Palestinians in the Gaza Strip are resuming a minor pilgrimage to Saudi Arabia, known as the "umrah," after nearly five years of an Egyptian ban.

The first group of 800 Palestinians from Gaza left through the Rafah crossing point with Egypt on Sunday. Airplanes will fly them to Mecca from the Egyptian capital of Cairo.

Palestinian officials say an agreement was reached between Egypt and the West Bank-based Palestinian Authority to allow the pilgrimage.

Umrah is the lesser pilgrimage to Mecca that can be completed throughout the year, as opposed to the annual hajj pilgrimage.

Egypt halted the Gazans' umrah in 2015 over instability in northern Sinai, which borders Gaza, but allowed transit for the hajj.
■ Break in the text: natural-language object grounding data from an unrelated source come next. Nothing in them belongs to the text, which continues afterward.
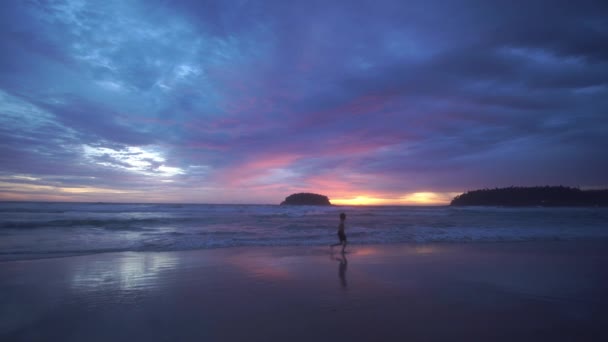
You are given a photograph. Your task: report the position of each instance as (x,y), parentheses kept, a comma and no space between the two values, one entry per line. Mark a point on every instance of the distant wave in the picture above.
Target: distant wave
(36,231)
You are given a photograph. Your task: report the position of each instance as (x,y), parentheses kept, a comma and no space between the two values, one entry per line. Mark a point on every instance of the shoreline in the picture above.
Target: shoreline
(422,292)
(5,258)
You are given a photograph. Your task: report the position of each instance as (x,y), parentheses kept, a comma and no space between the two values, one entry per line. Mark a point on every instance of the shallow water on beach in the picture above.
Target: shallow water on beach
(35,230)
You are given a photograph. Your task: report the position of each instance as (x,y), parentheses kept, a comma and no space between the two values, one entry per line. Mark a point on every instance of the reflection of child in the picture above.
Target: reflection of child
(341,234)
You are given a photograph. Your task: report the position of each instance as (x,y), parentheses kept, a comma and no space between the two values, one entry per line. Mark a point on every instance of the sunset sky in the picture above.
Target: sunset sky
(367,102)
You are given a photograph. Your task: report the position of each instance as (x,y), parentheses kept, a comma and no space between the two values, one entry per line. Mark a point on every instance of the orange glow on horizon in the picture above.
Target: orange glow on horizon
(416,198)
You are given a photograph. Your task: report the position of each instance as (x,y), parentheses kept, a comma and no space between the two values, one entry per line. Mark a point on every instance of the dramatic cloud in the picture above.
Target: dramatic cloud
(234,101)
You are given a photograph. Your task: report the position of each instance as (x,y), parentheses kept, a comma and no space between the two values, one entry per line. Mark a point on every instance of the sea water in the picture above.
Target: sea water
(38,230)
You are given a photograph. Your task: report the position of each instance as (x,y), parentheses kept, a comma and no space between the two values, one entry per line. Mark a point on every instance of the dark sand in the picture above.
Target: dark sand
(556,291)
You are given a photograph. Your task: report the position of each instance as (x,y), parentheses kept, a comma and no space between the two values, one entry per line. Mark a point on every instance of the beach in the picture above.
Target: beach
(518,291)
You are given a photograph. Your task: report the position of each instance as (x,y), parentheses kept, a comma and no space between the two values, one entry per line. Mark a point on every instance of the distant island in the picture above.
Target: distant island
(306,199)
(545,196)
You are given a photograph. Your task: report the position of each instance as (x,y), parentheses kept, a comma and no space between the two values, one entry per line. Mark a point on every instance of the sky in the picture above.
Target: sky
(235,101)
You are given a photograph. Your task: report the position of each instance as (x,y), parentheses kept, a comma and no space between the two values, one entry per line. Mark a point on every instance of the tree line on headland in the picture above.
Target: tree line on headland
(547,196)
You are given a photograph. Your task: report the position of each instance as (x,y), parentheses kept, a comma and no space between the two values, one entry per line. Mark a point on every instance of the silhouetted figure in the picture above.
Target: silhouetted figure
(341,234)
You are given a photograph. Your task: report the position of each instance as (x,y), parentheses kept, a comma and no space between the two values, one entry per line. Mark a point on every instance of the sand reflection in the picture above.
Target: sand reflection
(127,272)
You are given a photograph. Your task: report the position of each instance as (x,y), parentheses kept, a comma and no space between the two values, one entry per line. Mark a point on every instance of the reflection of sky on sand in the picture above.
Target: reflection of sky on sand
(125,272)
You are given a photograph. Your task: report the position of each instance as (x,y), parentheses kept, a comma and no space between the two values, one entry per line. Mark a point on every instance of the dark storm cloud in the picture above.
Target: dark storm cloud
(383,97)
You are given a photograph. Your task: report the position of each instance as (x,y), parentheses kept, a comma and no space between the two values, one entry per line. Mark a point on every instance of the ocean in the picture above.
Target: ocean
(38,230)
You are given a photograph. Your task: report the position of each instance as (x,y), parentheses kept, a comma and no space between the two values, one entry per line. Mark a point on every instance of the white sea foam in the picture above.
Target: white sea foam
(33,230)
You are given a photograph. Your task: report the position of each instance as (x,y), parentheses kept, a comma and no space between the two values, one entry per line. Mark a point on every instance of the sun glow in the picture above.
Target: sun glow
(416,198)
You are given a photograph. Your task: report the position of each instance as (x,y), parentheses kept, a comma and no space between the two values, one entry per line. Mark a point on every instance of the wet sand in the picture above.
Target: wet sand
(554,291)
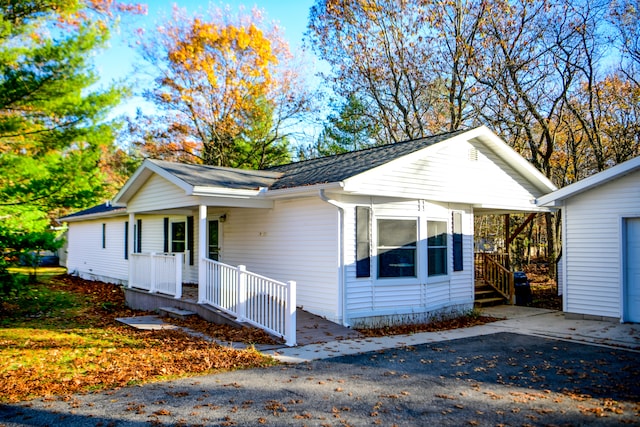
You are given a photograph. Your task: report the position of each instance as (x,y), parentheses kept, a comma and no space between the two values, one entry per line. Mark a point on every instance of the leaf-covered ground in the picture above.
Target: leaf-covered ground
(64,339)
(82,347)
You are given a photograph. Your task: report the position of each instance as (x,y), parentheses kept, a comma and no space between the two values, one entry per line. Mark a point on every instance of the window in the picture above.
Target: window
(458,252)
(437,248)
(137,236)
(126,240)
(363,243)
(397,248)
(214,240)
(178,236)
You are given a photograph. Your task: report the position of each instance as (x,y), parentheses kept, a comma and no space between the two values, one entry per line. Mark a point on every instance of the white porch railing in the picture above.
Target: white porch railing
(154,272)
(257,300)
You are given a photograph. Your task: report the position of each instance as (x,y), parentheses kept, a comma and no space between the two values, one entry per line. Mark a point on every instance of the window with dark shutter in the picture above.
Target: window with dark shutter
(397,246)
(190,238)
(165,239)
(126,240)
(363,242)
(138,236)
(458,264)
(437,248)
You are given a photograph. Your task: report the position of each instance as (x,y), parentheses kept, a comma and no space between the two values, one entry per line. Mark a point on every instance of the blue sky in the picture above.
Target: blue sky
(116,63)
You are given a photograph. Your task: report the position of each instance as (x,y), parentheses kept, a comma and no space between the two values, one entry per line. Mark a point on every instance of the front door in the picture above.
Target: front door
(632,270)
(213,249)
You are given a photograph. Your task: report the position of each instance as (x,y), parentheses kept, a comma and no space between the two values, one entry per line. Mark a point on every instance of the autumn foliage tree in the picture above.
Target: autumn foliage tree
(226,89)
(557,79)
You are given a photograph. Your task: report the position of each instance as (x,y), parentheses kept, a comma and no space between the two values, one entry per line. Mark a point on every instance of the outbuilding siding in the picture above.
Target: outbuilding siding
(592,249)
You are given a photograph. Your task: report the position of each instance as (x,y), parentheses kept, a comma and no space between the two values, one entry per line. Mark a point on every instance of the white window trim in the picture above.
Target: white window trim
(373,249)
(430,280)
(173,221)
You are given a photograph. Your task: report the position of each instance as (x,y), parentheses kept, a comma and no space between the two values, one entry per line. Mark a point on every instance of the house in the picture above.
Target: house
(599,271)
(369,237)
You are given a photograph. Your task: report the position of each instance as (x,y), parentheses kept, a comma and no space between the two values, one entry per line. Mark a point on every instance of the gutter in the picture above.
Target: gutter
(294,191)
(342,275)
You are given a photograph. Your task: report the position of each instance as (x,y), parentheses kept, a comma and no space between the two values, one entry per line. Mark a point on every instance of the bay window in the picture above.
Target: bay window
(396,247)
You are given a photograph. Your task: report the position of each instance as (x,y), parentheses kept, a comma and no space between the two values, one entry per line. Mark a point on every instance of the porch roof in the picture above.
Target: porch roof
(103,210)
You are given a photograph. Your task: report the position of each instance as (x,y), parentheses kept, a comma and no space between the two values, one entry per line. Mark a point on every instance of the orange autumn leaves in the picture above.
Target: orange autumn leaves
(221,87)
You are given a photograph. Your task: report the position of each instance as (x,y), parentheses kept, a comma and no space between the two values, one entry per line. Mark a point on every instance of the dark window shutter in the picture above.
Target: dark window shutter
(139,232)
(126,240)
(190,238)
(166,235)
(363,244)
(457,242)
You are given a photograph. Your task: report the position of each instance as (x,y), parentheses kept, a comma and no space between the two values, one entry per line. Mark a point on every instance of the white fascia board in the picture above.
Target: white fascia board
(225,192)
(110,214)
(510,208)
(511,157)
(303,190)
(555,198)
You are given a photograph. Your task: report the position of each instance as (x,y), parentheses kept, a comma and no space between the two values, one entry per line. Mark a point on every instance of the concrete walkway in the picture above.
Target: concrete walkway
(521,320)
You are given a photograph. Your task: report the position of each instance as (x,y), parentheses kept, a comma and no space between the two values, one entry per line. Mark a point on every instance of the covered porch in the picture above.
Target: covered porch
(177,253)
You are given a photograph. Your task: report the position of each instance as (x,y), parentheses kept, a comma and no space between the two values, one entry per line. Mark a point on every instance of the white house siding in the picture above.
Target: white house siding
(456,171)
(158,194)
(593,246)
(295,240)
(372,301)
(88,259)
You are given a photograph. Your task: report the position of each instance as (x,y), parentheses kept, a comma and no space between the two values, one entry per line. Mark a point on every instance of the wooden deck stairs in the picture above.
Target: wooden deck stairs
(494,283)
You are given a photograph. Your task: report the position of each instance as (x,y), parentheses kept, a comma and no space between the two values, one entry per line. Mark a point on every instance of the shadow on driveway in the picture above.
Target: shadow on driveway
(498,379)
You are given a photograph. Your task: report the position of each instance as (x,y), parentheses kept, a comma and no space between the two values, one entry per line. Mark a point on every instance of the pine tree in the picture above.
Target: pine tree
(52,119)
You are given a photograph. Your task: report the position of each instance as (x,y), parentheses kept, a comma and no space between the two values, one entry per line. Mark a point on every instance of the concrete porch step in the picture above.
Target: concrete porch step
(488,302)
(176,313)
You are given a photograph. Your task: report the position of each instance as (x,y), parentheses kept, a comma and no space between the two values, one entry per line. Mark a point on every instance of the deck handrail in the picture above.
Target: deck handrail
(495,274)
(258,300)
(157,272)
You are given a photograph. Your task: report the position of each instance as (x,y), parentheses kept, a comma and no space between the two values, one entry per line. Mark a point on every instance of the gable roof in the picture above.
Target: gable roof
(324,172)
(339,167)
(590,182)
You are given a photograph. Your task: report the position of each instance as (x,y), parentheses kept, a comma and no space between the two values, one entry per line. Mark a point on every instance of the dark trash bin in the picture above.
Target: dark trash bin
(522,288)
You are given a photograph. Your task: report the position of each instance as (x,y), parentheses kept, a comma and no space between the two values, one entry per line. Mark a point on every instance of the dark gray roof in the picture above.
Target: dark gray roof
(214,176)
(299,174)
(342,166)
(103,208)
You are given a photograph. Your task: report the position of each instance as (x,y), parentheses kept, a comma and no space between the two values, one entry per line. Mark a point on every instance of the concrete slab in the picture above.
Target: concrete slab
(521,320)
(146,323)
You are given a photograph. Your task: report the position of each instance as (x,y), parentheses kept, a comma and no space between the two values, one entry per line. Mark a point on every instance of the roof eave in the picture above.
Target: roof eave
(77,218)
(226,192)
(299,190)
(141,175)
(557,197)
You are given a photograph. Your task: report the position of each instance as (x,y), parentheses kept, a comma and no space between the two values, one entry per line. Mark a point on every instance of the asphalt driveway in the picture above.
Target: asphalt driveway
(488,380)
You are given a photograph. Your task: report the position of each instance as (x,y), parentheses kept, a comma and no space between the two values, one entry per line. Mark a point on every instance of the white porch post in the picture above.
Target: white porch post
(130,237)
(202,252)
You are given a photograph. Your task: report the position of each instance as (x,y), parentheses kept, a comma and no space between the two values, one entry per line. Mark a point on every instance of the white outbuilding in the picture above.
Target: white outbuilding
(599,271)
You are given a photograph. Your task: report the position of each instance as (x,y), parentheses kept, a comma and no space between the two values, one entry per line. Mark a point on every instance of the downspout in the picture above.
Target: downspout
(342,274)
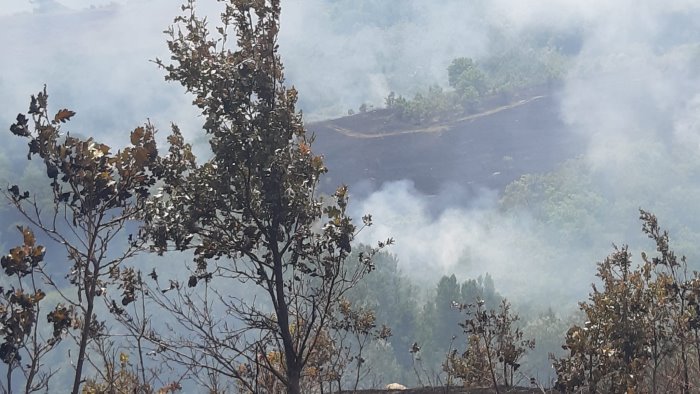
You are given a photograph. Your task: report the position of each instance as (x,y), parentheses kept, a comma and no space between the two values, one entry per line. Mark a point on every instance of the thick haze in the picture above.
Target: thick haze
(633,89)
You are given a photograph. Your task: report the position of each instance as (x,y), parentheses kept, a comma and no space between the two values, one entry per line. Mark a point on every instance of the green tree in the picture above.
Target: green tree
(95,194)
(250,214)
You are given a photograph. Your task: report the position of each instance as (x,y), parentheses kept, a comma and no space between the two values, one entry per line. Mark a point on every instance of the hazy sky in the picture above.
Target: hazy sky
(632,90)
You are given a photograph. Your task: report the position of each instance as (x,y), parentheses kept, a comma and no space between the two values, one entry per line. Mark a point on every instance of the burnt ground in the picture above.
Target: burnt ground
(486,149)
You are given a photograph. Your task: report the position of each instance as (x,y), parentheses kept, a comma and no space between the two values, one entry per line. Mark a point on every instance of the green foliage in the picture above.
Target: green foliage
(500,75)
(467,79)
(94,194)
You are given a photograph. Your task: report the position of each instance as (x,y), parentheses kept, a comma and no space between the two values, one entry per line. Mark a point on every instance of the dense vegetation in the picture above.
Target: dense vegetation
(496,80)
(276,295)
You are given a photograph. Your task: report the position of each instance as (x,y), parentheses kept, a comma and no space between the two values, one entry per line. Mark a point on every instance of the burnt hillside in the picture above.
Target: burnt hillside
(489,148)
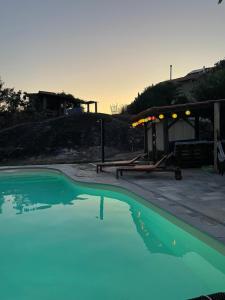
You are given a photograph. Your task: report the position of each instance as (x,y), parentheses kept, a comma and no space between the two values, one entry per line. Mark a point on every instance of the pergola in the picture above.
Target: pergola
(169,115)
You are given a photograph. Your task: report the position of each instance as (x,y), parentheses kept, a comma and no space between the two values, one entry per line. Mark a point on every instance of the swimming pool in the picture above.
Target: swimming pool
(65,240)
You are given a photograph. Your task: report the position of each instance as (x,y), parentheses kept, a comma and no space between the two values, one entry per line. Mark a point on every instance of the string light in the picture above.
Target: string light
(187,112)
(174,116)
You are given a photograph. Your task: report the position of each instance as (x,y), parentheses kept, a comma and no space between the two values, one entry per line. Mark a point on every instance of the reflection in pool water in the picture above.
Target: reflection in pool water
(61,240)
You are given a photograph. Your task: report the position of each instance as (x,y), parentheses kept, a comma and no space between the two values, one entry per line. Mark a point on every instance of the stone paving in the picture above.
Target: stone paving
(198,199)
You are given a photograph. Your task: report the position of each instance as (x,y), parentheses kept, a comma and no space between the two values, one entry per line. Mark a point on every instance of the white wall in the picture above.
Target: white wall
(181,130)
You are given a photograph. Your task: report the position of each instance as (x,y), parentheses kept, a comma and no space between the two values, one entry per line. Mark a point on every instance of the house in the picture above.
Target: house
(53,104)
(179,125)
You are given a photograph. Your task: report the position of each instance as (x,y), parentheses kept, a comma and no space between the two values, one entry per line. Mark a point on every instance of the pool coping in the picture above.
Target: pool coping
(205,232)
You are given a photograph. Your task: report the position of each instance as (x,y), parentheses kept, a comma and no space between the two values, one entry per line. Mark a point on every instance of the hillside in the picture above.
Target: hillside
(76,136)
(201,84)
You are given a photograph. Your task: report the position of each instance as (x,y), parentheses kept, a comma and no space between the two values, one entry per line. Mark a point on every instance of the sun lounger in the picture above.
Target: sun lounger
(120,163)
(151,168)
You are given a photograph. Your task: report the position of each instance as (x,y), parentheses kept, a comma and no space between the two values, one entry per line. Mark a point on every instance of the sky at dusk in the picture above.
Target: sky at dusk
(106,50)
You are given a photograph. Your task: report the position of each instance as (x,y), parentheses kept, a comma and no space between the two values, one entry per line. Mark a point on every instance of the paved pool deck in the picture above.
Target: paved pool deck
(198,199)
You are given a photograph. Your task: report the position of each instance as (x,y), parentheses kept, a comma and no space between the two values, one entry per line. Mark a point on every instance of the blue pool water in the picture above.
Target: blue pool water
(62,240)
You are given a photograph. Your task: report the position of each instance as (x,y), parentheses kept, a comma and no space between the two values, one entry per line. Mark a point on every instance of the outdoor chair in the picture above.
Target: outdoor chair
(120,163)
(221,158)
(157,167)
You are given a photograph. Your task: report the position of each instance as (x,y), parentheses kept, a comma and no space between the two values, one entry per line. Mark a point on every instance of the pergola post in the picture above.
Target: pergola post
(154,142)
(197,127)
(102,140)
(166,135)
(216,131)
(145,138)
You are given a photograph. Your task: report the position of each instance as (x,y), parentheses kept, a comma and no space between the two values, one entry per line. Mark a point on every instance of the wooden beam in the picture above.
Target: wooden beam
(154,149)
(146,138)
(166,135)
(216,131)
(197,135)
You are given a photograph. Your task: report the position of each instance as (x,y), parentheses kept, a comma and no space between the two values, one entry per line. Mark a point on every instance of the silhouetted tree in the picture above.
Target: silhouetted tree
(212,85)
(10,100)
(164,93)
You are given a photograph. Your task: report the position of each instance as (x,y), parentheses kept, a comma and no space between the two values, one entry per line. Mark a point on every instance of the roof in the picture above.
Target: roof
(62,95)
(194,106)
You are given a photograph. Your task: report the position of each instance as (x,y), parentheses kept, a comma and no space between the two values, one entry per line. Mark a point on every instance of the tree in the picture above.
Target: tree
(212,85)
(164,93)
(10,100)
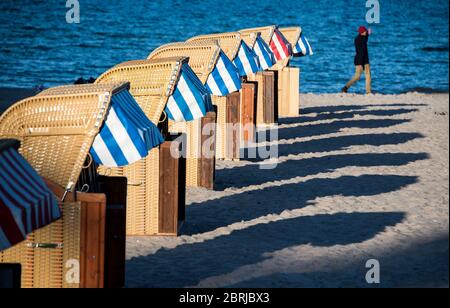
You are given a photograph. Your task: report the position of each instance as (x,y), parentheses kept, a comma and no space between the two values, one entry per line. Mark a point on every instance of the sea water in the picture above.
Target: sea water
(408,48)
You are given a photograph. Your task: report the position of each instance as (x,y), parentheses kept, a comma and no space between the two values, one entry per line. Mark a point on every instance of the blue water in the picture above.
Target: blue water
(409,48)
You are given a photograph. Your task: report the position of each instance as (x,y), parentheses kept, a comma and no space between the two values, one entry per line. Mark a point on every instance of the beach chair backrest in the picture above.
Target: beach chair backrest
(229,42)
(152,82)
(57,128)
(202,56)
(292,34)
(248,35)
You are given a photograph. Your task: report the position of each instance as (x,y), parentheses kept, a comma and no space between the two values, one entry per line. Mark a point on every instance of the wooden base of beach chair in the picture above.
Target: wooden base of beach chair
(152,181)
(266,111)
(288,92)
(172,192)
(200,168)
(228,142)
(208,143)
(10,275)
(70,252)
(248,111)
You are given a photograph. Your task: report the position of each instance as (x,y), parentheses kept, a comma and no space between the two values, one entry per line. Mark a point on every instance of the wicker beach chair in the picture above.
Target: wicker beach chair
(249,35)
(57,129)
(202,59)
(152,82)
(289,78)
(265,110)
(227,145)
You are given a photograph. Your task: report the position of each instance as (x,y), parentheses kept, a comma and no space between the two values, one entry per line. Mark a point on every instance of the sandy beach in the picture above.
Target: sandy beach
(359,178)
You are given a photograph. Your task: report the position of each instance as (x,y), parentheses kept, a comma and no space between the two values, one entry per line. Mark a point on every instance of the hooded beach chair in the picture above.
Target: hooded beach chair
(202,59)
(260,40)
(289,77)
(58,130)
(238,57)
(164,88)
(26,203)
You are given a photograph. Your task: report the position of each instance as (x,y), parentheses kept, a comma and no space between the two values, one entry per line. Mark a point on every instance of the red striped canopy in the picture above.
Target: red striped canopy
(280,46)
(26,203)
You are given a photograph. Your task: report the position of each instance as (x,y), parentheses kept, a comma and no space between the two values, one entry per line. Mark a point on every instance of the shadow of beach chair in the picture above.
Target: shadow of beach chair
(202,59)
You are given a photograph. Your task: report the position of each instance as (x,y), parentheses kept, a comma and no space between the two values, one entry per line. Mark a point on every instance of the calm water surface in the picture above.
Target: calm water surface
(409,48)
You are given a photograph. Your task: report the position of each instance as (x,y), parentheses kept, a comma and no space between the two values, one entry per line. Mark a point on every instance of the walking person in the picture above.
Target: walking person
(361,60)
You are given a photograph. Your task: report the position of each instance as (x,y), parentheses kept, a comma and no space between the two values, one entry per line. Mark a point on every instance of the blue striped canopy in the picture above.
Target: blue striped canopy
(127,134)
(247,62)
(26,203)
(303,48)
(265,55)
(190,100)
(225,77)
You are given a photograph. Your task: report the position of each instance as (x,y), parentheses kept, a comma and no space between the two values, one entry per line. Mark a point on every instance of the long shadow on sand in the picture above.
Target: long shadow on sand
(249,246)
(343,108)
(246,206)
(423,265)
(335,127)
(347,115)
(252,175)
(332,144)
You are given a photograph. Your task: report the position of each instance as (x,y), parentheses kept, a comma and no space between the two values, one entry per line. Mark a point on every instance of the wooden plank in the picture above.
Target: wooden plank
(115,230)
(92,244)
(168,191)
(248,110)
(294,89)
(269,97)
(208,163)
(233,121)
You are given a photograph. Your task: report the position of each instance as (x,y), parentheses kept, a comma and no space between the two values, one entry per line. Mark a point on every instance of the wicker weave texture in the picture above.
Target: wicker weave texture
(152,82)
(229,42)
(265,32)
(57,128)
(202,56)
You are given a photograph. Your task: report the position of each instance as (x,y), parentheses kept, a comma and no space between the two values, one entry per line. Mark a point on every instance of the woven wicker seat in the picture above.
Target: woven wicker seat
(229,43)
(202,59)
(152,82)
(57,128)
(249,35)
(292,34)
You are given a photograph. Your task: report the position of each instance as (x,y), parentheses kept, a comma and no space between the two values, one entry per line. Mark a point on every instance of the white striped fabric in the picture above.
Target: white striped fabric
(247,62)
(127,134)
(225,78)
(264,54)
(303,48)
(26,203)
(190,100)
(280,46)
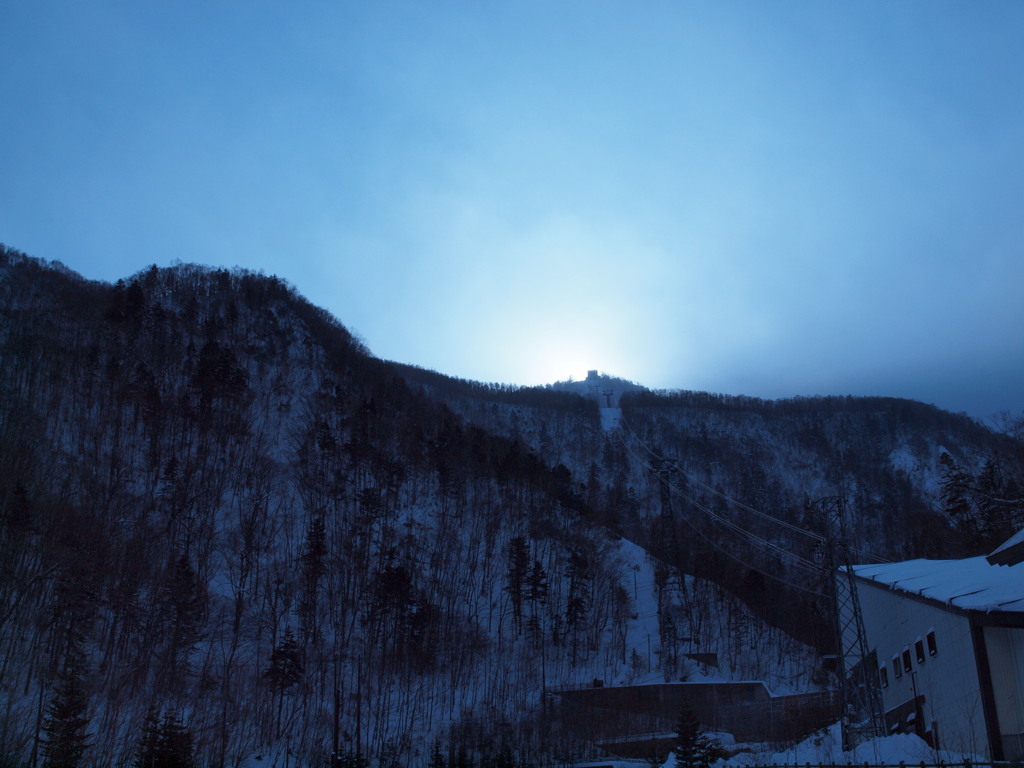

Around 2,500 pilgrims are authorised annually to leave Gaza via Egypt for the hajj, one of the five pillars of Islam that Muslims must undertake at least once in their lifetime.

As Cairo's relations improved with the Palestinian resistance movement Hamas, which has governed Gaza since 2007, Egypt started reopening the border more regularly last summer, paving the way for resuming of the umrah.

The Rafah crossing with Egypt is the only one out of Gaza not controlled by Israel. It had been largely closed in recent years, but was reopened some 10 months ago.

Around 300 travellers use it daily in either direction, according to figures dating to December provided by the Gisha NGO, which monitors the blockade of Gaza.